Ergebend seufze ich. „Mein Handy ist ins Wasser gefallen und ich habe es versucht noch zu retten, aber es ist kaputt.“ Auch das ist gelogen, aber immerhin nur zur Hälfte. Als unser Gespräch zu Ende zu scheinen ist, steht Jacob auf und bittet mich ihm zu folgen. In unserer Familie gibt es kaum Geheimnisse allerdings verstehe ich den Gedanken meiner Eltern, dass sie meine kleinen Geschwister nicht auf dumme Ideen bringen wollen. In meinem Zimmer angekommen, fordert er mich mit einem zärtlichen Blick zum Reden auf.

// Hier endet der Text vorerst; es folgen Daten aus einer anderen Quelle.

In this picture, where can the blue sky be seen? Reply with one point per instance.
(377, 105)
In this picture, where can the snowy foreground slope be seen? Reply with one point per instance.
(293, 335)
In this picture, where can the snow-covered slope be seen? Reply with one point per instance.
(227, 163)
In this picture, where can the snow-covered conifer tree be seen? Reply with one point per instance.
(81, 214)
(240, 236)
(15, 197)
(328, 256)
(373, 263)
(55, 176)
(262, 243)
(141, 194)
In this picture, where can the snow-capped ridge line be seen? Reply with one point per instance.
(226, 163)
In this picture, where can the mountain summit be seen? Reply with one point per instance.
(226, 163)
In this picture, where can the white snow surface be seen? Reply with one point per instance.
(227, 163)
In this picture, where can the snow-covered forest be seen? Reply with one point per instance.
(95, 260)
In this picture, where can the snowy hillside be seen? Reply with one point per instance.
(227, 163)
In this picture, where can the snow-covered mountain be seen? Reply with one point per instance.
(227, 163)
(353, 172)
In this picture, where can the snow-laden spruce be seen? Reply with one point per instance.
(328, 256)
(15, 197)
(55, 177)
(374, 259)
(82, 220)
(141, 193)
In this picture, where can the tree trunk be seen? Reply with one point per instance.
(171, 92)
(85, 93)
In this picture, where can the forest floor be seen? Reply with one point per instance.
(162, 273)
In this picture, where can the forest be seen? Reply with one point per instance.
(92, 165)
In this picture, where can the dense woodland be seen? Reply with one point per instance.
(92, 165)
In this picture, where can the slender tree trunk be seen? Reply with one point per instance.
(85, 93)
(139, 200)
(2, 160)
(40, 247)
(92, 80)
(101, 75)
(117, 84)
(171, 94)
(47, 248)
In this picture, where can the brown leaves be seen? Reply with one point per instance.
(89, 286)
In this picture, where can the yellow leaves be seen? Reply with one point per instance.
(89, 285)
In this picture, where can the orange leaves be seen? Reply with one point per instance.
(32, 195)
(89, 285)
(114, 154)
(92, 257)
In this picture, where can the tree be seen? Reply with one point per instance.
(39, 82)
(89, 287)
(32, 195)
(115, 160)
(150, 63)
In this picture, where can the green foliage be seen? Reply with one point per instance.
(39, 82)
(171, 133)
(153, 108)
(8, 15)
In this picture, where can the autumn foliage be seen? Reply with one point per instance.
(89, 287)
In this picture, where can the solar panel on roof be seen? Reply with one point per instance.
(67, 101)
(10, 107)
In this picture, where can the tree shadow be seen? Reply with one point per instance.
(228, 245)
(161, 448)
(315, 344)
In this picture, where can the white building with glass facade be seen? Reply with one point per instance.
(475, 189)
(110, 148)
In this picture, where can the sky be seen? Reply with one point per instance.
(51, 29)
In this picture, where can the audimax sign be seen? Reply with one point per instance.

Ich bin jedoch nicht in der Stimmung mir die nächste Lüge einfallen zu lassen, weshalb ich ihn stumm betrachte.
„Das ist nicht zum ersten Mal passiert, Maddie. Was ist los mit dir?“ Tatsächlich landet mein Handy oft unsanft irgendwo auf. Meistens, wenn ich es ‚ausversehen‘ gegen die Wand werfe. Doch bis zu diesem Augenblick bin ich ohne Fragen davongekommen. „Ich bin eben tollpatschig“, sage ich, starre auf einen Punkt hinter meinem Dad.
„Nick auch, und dennoch lässt er alles außer sein Handy fallen.“ Er sieht mich noch immer liebevoll an, als könnte er damit bewirken, dass ich rede wie ein Wasserfall. Es bewirkt genau das Gegenteilige. Wie könnte ich eines Tages zu ihnen sagen, sie werden von den Menschen in meiner Umgebung runter gemacht? Wie könnte ich den Gedanken verkraften, dass sie sich vorwerfen mich adoptiert zu haben, und ich dadurch unter den anderen Menschen leide? Das kann ich nicht und ich möchte es auch nicht. „Dad, ich bin müde. Ich möchte jetzt einfach nur schlafen gehen!“, sage ich leise und gähne um meine Aussage zu verstärken. „Maddie, wir lieben dich! Du kannst uns alles sagen!“ Ich nicke. Als wüsste ich das nicht, doch gerade weil ich die beiden auch liebe, könnte ich das nicht verkraften.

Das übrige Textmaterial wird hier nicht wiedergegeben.